You know, I know I’m big – ok I know I’m fat. But good grief I don’t need other people, especially some young punk, telling me too. I have bad enough self-esteem issue as it is by my own negative self-talk. I tried to just shrug it off and not let it bother me but it made me cry. Thankfully I had sunglasses on so people I passed didn’t realize I was crying.

I so badly want to get to the point where I don’t care what people say about me. It stinks that my feelings get hurt so easily. And why do people think that (1) it’s ok to say rude things, (2) to put someone down that’s out there exercising?

This isn’t the first time I’ve had teens say something mean to me. It just makes me sad that I’m out there being active and that’s not good enough apparently. Our society is so focused on girls needing to be stick thin to be beautiful. I’ll never be stick thin – even in my skinniest days I was still a size 10/12. I am built with a large frame (I guess that’s how you say it) – I have very wide shoulders, wide hips, etc. I’m not built to be stick thin nor do I want to be like that.

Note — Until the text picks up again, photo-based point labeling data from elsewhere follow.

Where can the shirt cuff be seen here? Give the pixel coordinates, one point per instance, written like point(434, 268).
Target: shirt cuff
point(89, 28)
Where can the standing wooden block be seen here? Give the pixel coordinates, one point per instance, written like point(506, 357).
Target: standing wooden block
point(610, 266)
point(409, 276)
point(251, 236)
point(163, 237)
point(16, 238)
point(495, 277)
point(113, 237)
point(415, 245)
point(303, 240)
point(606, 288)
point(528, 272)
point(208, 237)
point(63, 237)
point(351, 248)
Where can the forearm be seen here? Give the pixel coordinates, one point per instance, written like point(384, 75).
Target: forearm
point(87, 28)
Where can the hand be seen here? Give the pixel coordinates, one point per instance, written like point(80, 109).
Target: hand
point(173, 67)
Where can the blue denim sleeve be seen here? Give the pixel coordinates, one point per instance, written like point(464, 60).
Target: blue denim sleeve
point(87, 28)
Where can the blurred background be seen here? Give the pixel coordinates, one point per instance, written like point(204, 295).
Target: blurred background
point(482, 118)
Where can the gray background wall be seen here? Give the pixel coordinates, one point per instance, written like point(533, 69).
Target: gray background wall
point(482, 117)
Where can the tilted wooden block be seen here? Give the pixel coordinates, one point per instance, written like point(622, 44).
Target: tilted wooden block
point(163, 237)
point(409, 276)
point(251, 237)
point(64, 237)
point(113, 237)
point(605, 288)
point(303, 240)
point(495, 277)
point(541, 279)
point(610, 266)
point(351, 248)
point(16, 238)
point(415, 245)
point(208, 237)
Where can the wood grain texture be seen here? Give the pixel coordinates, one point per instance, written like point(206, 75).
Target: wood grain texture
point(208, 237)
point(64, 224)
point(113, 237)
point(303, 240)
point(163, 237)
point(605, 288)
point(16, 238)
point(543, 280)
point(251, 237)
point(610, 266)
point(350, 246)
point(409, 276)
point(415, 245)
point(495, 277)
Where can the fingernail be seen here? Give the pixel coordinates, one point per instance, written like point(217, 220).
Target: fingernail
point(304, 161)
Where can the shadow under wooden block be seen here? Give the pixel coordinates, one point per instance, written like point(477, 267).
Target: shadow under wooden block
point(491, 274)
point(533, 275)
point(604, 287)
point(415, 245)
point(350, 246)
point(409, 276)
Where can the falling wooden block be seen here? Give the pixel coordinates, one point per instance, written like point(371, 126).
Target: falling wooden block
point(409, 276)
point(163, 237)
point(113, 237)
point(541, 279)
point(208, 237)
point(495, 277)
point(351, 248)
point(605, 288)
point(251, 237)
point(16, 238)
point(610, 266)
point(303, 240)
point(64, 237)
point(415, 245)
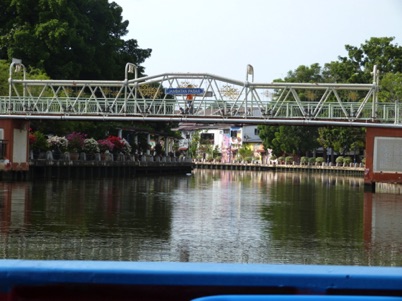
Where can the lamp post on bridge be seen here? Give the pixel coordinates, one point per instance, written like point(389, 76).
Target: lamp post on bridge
point(130, 68)
point(249, 72)
point(16, 64)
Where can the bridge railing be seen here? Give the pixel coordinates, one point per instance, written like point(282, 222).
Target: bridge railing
point(386, 112)
point(220, 100)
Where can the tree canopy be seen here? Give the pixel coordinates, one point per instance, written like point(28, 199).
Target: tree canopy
point(75, 39)
point(356, 67)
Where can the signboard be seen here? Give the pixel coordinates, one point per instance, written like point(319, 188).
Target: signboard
point(184, 91)
point(387, 154)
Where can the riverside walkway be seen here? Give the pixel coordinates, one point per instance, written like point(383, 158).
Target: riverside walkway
point(352, 169)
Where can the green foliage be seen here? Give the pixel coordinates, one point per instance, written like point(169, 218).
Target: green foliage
point(391, 87)
point(193, 145)
point(289, 159)
point(289, 139)
point(319, 160)
point(339, 159)
point(245, 151)
point(76, 39)
point(311, 160)
point(347, 160)
point(40, 142)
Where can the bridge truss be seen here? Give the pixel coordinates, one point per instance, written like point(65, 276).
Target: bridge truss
point(221, 100)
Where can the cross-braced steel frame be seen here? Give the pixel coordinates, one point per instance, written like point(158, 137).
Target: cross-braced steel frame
point(221, 100)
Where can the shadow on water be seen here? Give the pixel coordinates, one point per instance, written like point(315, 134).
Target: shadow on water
point(211, 216)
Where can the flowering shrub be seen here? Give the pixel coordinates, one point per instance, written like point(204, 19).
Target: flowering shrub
point(90, 146)
point(117, 142)
point(76, 141)
point(38, 141)
point(57, 143)
point(126, 147)
point(105, 145)
point(32, 137)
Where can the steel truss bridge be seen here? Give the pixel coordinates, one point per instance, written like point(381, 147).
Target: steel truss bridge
point(197, 98)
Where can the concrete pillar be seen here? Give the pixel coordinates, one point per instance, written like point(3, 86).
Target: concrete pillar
point(148, 141)
point(166, 145)
point(14, 134)
point(383, 153)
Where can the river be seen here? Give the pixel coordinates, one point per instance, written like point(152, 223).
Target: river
point(209, 216)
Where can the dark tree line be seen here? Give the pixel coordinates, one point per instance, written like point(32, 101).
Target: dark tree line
point(74, 39)
point(356, 67)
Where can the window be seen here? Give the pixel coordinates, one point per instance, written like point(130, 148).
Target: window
point(207, 138)
point(3, 144)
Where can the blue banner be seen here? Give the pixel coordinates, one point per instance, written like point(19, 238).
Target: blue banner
point(184, 91)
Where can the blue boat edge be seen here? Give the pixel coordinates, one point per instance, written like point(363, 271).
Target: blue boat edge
point(122, 280)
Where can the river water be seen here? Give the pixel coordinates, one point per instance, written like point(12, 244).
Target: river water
point(210, 216)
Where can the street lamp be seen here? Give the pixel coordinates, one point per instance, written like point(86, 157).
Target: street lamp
point(17, 65)
point(130, 68)
point(250, 71)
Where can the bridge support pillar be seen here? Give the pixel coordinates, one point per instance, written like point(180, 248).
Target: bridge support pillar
point(14, 145)
point(383, 157)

Why can’t people understand that just because you’re a bigger person doesn’t mean you don’t enjoy exercising like taking walks or bike rides? I love riding my bike and taking walks. Is that such a bad thing? Apparently for these teen boys it was a bad thing 🙁


6 Responses to Words Hurt

  1. Rae Rae J says:

    I would like to be all “ignore those jerks” but its the very reason I stopped walking on our road last year and bought a treadmill. I know the feeling. 🙁

  2. Serena says:

    I’m so sorry to hear you had that experience. Only someone miserably unhappy himself would say something so nasty. I don’t know if that helps but I believe it’s true.

    Don’t give up!

  3. Eve says:

    Its really sad how rude the younger generation has become these days. When something like that happens to me, I put on my “I didn’t hear a thing” mode and just walk off. It’s whats on the inside that counts, its only shallow people-jerks- who focus on the outer appearance.Beauty is not about being thin, it’s simply being comfortable in your own skin. Thank you for sharing that sad experience. Keep writing:)

  4. Tish - Admin says:

    Thank you for your comments ladies. I need to learn to just let things like this roll off my back…easier said than done unfortunately. I just don’t understand how the teens today can be so awful. I’ve had several run-in’s with teens now that have said mean, hateful, hurtful things to me 🙁

  5. Dawn says:

    I had this happen too. I was out with my daughters walking to a football match and there were crowds of young men. We all reached a crossing on the road at the same time as a similarly fat woman as myself and the boy behind said loudly..Look at the state of those two, its disgusting. My youngest held my hand and squeezed it to encourage me and I cried knowing my daughters heard that nasty comment, and I was ashamed. One of the joys of being nearly at goal is to walk confidently though crowds of teenage boys knowing there are going to be no more fat comments. On the one hand, they are ignorant fools whose opinions dont matter but on the other hand, they do matter because they hurt but winning the diet war also beats the comments away and it feels great. You CAN do it

    • Tish - Admin says:

      Sorry to hear that happened to you Dawn but how sweet of your daughter to have picked up on you needing to know that it would be ok and squeezed your hand. congrats on being close to goal!